The Book of All Power
- Author: Edgar Wallace
- Language: English
- Genre: Thriller
- Publisher: Ward Lock
- Publication date: 1921
- Publication place: United Kingdom
- Media type: Print

= The Book of All Power =

1921 novel by Edgar Wallace

The Book of All Power is a 1921 thriller novel by the British writer Edgar Wallace. It is an adventure story set around the time of the Russian Revolution of 1917.

==Plot==
Malcolm Hay is a young man in London about to become an engineer for a Ukrainian-English oil company in the period before the First World War. The novel is set between the period 1914 to 1919. The Chairman of the Ukrainian Oil Company suggests that he meet Israel Kensky, a wealthy and influential elderly Jewish Russian man, before departing. In London, Hay becomes embroiled in machinations and intrigues involving the Romanov monarchy. The Grand Duke Yaroslav, the Prince Serganoff, Kensky's daughter Sophia, Boolba, American gangster Cherry Bim, and the Grand-Duchess Irene Yaroslav become entangled in plots, conspiracies, and assassination plans.

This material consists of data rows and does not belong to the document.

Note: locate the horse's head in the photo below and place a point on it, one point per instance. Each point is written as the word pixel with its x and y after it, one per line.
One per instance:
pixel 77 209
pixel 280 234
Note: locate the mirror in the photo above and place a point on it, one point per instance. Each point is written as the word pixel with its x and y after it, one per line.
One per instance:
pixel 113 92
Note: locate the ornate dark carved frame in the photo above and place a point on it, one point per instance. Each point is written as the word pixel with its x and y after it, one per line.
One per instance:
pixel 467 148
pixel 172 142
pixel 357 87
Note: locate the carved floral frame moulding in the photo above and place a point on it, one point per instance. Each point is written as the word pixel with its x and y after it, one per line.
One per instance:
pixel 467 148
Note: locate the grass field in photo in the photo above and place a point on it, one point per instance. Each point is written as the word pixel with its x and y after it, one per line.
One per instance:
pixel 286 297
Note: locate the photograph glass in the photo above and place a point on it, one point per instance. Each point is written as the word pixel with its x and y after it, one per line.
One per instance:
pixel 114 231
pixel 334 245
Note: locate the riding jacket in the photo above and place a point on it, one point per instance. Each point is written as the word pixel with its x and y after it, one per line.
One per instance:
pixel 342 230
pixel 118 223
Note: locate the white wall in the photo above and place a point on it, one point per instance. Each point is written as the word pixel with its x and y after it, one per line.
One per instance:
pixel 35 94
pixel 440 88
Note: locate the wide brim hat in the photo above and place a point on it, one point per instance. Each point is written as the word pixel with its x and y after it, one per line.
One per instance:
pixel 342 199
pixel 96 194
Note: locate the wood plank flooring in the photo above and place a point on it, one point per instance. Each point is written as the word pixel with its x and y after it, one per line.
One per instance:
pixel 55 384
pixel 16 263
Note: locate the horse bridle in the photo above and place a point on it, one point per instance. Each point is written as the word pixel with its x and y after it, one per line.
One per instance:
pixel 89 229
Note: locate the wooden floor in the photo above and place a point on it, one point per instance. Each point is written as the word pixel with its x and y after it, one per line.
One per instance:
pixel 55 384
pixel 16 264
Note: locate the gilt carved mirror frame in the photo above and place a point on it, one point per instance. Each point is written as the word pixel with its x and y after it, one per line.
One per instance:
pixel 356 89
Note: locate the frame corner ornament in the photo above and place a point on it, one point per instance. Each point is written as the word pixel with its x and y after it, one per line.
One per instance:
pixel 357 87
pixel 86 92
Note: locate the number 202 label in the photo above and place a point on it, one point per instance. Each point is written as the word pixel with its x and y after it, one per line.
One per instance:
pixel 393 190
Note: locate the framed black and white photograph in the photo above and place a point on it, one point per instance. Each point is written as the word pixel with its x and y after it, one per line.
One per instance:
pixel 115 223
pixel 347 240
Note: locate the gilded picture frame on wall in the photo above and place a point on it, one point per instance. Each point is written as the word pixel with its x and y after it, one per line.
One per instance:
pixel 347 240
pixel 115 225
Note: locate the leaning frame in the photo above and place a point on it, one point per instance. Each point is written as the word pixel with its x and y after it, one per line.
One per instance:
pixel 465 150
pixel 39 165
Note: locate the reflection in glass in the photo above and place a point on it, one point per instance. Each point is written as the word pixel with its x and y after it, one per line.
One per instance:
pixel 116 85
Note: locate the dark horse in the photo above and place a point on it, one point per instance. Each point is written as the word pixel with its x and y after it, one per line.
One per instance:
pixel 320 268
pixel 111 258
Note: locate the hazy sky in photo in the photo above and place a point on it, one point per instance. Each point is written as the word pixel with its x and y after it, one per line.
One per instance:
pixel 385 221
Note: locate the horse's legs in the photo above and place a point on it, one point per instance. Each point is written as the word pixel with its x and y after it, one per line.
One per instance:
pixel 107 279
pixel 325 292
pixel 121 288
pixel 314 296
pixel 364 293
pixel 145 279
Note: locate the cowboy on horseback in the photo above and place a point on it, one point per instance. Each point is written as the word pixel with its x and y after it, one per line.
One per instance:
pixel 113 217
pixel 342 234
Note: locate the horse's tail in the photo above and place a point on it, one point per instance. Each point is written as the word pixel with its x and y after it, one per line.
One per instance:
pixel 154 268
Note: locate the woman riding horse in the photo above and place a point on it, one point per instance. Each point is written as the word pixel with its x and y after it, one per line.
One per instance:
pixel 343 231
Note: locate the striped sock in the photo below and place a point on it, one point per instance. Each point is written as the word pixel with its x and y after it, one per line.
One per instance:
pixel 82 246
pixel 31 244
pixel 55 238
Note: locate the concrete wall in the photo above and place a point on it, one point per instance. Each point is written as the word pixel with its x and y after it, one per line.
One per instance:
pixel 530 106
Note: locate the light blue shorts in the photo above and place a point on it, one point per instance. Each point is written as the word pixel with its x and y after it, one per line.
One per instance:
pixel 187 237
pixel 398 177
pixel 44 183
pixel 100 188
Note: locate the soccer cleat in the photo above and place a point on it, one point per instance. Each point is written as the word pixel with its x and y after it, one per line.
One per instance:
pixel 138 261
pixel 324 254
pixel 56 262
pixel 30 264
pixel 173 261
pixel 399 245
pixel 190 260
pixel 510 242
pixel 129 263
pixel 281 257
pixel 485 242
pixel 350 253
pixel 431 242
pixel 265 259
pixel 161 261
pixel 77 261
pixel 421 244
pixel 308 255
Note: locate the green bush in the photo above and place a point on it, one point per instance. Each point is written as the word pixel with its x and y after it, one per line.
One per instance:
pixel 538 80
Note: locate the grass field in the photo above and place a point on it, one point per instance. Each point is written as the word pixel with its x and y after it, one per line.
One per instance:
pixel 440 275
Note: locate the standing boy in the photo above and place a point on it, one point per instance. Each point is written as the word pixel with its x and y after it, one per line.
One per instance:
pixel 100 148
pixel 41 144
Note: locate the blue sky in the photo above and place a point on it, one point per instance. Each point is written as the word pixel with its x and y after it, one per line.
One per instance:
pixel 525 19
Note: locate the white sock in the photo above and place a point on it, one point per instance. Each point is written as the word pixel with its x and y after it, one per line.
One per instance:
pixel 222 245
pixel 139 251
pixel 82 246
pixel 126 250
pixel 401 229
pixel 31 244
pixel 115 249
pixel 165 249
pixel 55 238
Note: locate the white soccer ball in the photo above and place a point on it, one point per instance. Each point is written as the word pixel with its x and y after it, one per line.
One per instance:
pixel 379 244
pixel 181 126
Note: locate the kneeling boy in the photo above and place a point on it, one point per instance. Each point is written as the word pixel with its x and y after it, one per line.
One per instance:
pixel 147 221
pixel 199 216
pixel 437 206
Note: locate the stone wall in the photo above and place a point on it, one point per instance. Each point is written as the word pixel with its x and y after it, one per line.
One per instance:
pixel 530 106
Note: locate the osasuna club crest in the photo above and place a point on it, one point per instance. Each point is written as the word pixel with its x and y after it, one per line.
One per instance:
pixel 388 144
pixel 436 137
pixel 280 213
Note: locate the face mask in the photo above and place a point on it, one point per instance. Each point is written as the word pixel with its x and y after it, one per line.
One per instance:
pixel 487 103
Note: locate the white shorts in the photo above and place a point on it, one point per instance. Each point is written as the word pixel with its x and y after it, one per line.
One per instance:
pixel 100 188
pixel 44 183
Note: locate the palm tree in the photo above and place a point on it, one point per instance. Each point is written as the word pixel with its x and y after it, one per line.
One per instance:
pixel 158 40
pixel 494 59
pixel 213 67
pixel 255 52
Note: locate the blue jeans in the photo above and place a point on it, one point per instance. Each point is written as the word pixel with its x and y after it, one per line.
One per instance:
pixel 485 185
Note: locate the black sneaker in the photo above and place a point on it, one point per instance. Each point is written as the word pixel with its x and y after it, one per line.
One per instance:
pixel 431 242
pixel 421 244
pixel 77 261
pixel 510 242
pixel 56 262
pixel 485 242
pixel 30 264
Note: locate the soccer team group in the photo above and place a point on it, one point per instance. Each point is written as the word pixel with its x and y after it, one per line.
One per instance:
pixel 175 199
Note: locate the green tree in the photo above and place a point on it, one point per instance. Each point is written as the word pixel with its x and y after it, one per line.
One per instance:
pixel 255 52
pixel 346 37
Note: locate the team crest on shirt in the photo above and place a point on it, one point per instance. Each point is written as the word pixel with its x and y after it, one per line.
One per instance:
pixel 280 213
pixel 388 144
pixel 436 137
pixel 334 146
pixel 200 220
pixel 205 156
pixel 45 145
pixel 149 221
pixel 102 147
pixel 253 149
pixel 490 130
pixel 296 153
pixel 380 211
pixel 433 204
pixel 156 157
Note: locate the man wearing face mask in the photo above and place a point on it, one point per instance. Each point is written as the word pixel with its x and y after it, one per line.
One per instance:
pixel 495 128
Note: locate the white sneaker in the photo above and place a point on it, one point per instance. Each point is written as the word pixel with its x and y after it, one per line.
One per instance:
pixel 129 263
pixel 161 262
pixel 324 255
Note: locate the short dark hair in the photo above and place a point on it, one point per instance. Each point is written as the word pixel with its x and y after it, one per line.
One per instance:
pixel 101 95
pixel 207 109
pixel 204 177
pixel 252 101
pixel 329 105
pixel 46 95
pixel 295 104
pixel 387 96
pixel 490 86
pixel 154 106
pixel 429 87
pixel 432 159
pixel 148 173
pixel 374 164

Serganoff, the Chief of the St. Petersburg Police, attempts to blackmail Irene into marrying him. He does this by arranging a police raid on the Silver Lion where the conspirators meet. The conspirators are known as the Foreign Friends of Freedom. Serganoff abducts Irene but is shot dead by Bim. Irene avoids arrest.

Hay travels to Kiev in June, 1914 where he again encounters Kensky, who gives him a book, The Book of All-Power, that can allegedly turn men into puppets willing to do one's will. Hay also happens to meet Grand-Duchess Irene Yaroslav, a beautiful young Russian woman who values Israel Kensky. Irene becomes an unwitting part of a plot by an ambitious and ruthless Russian prince, Serganoff, and recrosses paths with the American gunman named Cherry Bim.

Several years later, in 1919, during the Russian Revolution and civil war, Hay again encounters Irene, Kensky, and Bim, in very different circumstances. The Czarist regime has been overthrown by the Bolsheviks led by Vladimir Lenin and Leon Trotsky. Hay is imprisoned as an enemy of the Revolution. Irene's former butler Boolba, who has joined the Bolsheviks, is now a person of some importance in Moscow, while Irene is a servant whom Boolba terrorizes. Entrusted with Kensky's coveted Book of All-Power, they must try to escape Russia before they are executed.

Hay, Bim, and Irene are able to escape from Boolba and his men. Bim shoots the blind Boolba dead as they flee to Poland aboard a train. Bim saved the Book of All-Power which he reveals contains English thousand pound notes.

==Publishing history==
The novel was published by Ward, Lock & Co. in London in 1921. The first edition had an illustrated cover featuring the character Boolba, who is blind.

==Bibliography==
- Clark, Neil. Stranger than Fiction: The Life of Edgar Wallace, the Man Who Created King Kong. Stroud, UK: The History Press, 2015.